Fines for failing to comply with the above are based upon 10 general criteria, with two of the most important mitigating factors being: (a) did the company take actions to mitigate damage to the data subjects; and (b) did the company take actions to prevent the damage, which examines technical and operational preparedness. Inevitably this requires a company to maintain an accurate data inventory and a formal incident and breach response policy/plan. This is also why the use of products/services that do not allow for appropriate detection and response time would expose an enterprise.
Using Fidelis in Conjunction with Cyber Terrain Mapping, Crown Jewels Identification, and Tagging
GDPR requires a company to understand what data it collects, how that data is used, and how it is transmitted to and from the company. This is called data mapping. Data mapping is also essential for maintaining a secure network – if you don’t know what data you have and where it is, it is impossible to protect. The first step requires some pre-planning in the form of identifying the IT systems where such data will be placed.

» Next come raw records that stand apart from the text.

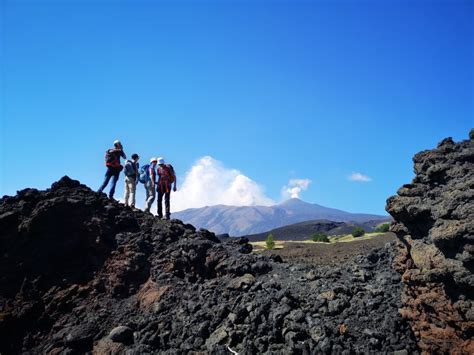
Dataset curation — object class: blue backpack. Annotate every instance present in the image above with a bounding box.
[138,164,150,184]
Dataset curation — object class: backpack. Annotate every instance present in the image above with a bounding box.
[105,149,117,166]
[158,164,176,185]
[105,149,123,170]
[138,164,150,184]
[125,160,137,178]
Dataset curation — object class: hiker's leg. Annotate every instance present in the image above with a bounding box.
[123,176,130,206]
[165,191,171,219]
[158,188,163,218]
[109,171,120,198]
[130,179,137,207]
[97,169,112,192]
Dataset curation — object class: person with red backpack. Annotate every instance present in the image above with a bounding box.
[98,140,127,199]
[156,158,176,220]
[123,153,140,208]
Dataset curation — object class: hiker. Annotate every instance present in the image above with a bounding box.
[98,140,127,199]
[124,154,140,208]
[156,158,176,220]
[138,158,158,212]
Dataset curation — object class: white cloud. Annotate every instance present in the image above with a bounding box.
[171,156,275,211]
[281,179,311,200]
[348,173,372,182]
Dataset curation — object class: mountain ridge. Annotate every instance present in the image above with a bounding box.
[173,198,389,236]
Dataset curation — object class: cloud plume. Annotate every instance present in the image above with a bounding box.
[282,179,311,199]
[171,156,275,211]
[348,172,372,182]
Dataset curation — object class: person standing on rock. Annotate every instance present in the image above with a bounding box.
[124,154,140,208]
[98,140,127,199]
[156,158,176,220]
[140,158,158,212]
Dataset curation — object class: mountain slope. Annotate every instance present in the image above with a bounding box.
[173,198,388,236]
[0,177,416,354]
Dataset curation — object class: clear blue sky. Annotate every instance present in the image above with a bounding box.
[0,0,474,213]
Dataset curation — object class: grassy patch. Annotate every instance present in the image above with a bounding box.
[330,232,385,243]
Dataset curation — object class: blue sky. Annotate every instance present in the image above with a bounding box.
[0,0,474,213]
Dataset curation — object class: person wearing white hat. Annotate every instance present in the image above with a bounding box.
[145,158,158,212]
[156,157,176,220]
[98,140,127,199]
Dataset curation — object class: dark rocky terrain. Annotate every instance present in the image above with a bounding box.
[0,177,417,354]
[245,219,391,242]
[173,198,389,236]
[387,130,474,354]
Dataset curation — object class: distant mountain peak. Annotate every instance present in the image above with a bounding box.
[279,197,311,206]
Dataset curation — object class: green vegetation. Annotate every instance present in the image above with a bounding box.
[351,227,365,238]
[375,223,390,233]
[265,233,275,249]
[311,232,329,243]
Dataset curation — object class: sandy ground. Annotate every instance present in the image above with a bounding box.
[255,233,396,266]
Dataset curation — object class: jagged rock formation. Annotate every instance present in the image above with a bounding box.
[0,177,417,354]
[387,130,474,354]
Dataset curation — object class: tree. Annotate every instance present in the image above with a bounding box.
[375,223,390,233]
[265,233,275,249]
[351,227,365,238]
[311,232,329,243]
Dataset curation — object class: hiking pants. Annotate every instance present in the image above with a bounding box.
[124,176,137,207]
[99,167,120,198]
[145,181,156,212]
[158,188,171,219]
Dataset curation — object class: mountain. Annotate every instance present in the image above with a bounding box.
[0,177,417,354]
[173,198,389,236]
[245,218,390,242]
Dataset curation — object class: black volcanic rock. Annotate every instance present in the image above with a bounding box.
[387,130,474,354]
[173,198,387,236]
[0,177,417,354]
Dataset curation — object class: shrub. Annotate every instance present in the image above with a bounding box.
[375,223,390,233]
[265,233,275,249]
[311,232,329,243]
[351,227,365,238]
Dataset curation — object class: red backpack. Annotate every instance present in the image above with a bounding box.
[105,149,120,168]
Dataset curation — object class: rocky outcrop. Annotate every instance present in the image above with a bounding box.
[386,130,474,354]
[0,177,417,354]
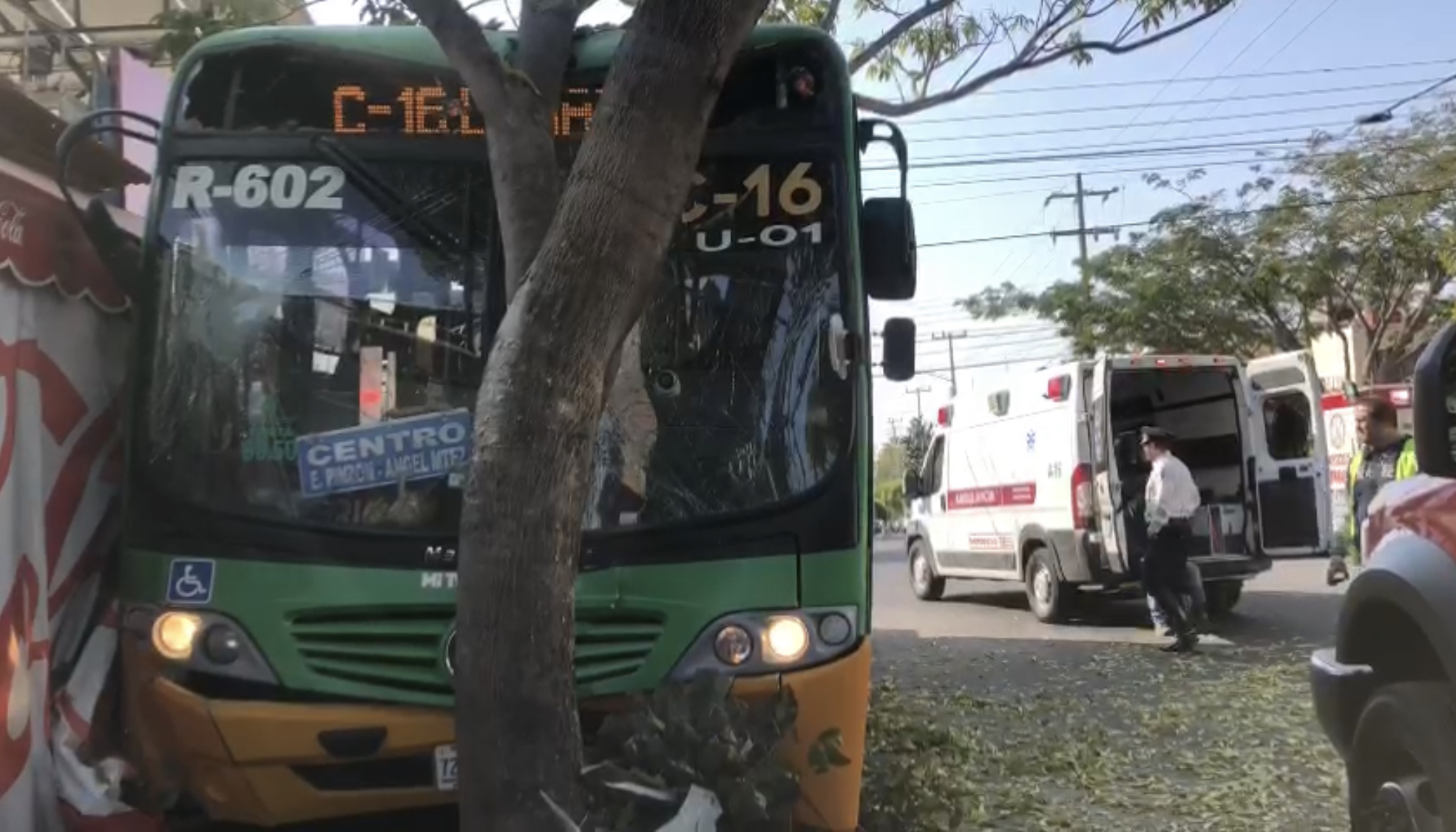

Through Fidelis’ ability to map, monitor, and assess any change in cyber terrain, organizations can quickly determine if data has been exfiltrated. Coupled with the ability to perform robust data loss prevention (DLP) through carefully inspecting headers and footers in data, the Fidelis platform offers the ability to integrate deep visibility for data in transit with the ability to replay events in the past. DLP, terrain mapping, deep visibility, and network playback are the four-fold approach toward supporting an organization’s ability to quickly identify the type of data exfiltrated in a breach. If sensitive data characteristics are known, i.e. the headers and footers, data exfiltration can be blocked and alerted. This can offer additional handling steps that offer pre-breach protections.